Chansons et poésie de circonstance (les Noëls wallons, les fables, les
cramignons, sorte de farandole, les pasquèyes, pamphlets anonymes, l'opéra
comique liégeois).
c. Dialecte = expression
d'un imaginaire, d'une sensibilité
A partir du romantisme,
souci d'exprimer une vision propre du monde. Notion d'identité, par rapport à la
France et à la Flandre. Evocation d'un passé, de traditions, de métiers, de
paysages, de toute une symbolique. Lyrisme. Le dialecte devient vraiment l'outil
d'une "vraie" littérature, capable de tout exprimer, de véhiculer une pensée,
d'accéder à l'"art". Théâtre, poésie et prose.
d. Dialecte = reflet des
réalités sociales
Théâtre ouvrier
(notamment vers 1885), peinture de la mine, de l'usine, du capitalisme et du
paternalisme, la cohabitation entre la richesse et la pauvreté.

2. La France
La France a longtemps été
le "grand-frère du sud", le chêne séculaire à l'ombre parfois très étouffante,
la référence obligée pour toute activité culturelle. Depuis '60, la situation a
quelque peu évolué, la France, et surtout Paris, n'étant plus tout-à-fait le
seul centre de la Francophonie (Québec, Maghreb, Afrique noire). Communauté
linguistique, liens culturels privilégiés (univocité souvent regrettable),
solidarité dans la défense de la culture francophone, circulation des créateurs,
collaborations éditoriales, ...
a. France = modèle
culturel
De France, nous viennent
les "maîtres", les classiques, la culture enseignée dans les écoles. Elle est le
point de repère, la référence; son patrimoine culturel est le nôtre. On parlera
d'ailleurs longtemps de littérature "française" de Belgique. Pour toutes ces
raisons, difficulté d'installer sur le même pied, pour le grand public, écrivain
wallon et écrivain français.
b. France = lieu de la
légitimation
Paris fut longtemps le
seul lieu de la consécration, l'endroit où il fallait être publié, exposé,
joué,... pour des raisons évidentes de circuits de distribution, d'audience
internationale, de tradition. Le déplacement vers Paris s'est, tout un temps
(jusque '60 également), accompagné d'une auto-censure, d'un rejet de
l'authenticité, des particularismes, notamment en ce qui concerne la langue.
c. France = langue
Norme parisienne (la
langue de l'écrivain de Paris), complexe linguistique, notion de "bon usage".

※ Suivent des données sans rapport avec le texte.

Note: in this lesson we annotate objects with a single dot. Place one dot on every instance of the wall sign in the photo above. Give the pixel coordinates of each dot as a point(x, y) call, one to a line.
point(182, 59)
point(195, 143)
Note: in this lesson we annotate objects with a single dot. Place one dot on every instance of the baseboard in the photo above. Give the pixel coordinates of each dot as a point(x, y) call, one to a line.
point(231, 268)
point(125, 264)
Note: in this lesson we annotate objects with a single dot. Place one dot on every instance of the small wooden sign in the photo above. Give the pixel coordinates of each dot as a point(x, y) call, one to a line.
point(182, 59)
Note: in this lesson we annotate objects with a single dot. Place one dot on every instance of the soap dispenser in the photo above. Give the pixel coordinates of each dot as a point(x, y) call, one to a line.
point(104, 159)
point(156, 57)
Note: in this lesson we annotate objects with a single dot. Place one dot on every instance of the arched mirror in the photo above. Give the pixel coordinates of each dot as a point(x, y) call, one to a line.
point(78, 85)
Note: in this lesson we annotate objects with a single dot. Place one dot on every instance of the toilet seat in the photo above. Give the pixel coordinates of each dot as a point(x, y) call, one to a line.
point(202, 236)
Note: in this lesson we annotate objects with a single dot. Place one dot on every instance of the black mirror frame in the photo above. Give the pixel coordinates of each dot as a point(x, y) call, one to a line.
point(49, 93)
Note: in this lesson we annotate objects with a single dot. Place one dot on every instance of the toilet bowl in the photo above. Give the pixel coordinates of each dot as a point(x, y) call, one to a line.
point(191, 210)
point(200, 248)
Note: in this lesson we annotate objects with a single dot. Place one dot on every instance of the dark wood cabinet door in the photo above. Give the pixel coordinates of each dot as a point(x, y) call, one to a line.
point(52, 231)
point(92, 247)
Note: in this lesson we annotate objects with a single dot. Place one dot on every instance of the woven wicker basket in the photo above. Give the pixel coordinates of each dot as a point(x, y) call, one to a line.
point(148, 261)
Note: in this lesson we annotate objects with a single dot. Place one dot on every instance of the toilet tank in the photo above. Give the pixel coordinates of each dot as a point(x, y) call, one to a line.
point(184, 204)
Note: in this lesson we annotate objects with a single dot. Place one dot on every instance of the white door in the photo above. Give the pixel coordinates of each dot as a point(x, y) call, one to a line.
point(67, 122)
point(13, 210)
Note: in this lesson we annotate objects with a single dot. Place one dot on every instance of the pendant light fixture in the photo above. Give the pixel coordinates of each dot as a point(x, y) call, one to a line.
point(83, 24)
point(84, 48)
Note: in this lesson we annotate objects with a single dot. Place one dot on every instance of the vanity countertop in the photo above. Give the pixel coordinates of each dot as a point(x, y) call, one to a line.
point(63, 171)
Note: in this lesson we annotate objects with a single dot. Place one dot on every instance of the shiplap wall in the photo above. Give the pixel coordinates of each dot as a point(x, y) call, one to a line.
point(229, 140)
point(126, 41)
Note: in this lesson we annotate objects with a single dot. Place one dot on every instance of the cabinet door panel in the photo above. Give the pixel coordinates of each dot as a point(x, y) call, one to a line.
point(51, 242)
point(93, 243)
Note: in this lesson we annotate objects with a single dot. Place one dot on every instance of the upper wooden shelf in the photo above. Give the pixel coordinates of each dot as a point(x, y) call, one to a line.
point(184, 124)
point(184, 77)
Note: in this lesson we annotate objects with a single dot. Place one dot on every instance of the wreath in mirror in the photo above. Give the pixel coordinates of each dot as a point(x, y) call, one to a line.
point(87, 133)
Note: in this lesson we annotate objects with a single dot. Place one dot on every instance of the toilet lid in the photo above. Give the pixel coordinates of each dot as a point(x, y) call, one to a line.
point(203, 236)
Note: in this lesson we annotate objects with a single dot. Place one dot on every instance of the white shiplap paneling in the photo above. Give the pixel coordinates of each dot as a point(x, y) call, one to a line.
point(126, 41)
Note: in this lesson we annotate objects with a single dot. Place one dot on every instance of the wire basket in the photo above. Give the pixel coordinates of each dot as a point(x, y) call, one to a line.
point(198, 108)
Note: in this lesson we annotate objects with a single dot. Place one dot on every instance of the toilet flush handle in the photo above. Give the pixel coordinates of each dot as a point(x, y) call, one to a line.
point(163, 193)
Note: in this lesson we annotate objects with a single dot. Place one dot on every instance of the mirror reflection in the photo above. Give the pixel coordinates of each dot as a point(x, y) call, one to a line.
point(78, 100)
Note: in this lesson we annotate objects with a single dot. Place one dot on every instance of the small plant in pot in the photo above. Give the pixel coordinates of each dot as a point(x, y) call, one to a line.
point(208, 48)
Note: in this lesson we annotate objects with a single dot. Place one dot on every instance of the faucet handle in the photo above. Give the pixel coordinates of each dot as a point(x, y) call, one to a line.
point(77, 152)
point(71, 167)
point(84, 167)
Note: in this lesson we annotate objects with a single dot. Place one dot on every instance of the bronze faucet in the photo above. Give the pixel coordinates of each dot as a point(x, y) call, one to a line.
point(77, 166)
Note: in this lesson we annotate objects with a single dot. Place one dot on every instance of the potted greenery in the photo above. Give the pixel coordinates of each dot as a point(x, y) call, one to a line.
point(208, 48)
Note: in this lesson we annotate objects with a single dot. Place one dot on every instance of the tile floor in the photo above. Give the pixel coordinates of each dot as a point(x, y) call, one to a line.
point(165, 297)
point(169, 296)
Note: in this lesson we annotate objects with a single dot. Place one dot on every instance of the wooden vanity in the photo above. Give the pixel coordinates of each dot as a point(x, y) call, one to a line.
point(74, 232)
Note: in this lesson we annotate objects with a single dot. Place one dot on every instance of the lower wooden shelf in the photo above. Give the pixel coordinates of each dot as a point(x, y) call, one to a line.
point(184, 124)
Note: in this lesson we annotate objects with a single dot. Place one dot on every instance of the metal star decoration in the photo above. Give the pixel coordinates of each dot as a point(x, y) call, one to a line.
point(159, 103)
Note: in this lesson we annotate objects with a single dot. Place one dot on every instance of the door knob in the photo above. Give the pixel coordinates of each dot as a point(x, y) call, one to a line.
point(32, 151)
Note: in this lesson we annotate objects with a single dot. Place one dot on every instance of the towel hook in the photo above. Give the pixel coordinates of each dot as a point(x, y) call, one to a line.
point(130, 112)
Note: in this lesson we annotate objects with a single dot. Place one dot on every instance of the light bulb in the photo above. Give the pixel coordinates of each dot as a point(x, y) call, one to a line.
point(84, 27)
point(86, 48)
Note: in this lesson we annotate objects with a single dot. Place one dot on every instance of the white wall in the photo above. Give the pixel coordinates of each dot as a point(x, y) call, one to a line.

Grevisse, Hanse, Doppagne.
d. France = modèle
politique
Attrait pour la France
"républicaine et laïque", quand la Flandre est monarchiste et catholique.
Courant républicain liégeois et hennuyer, rattachisme, 14 juillet fêté à Mons
comme à Liège. L'adoption du coq comme symbole de la Wallonie fut pour certains
militants wallons une référence explicite à la France des libertés.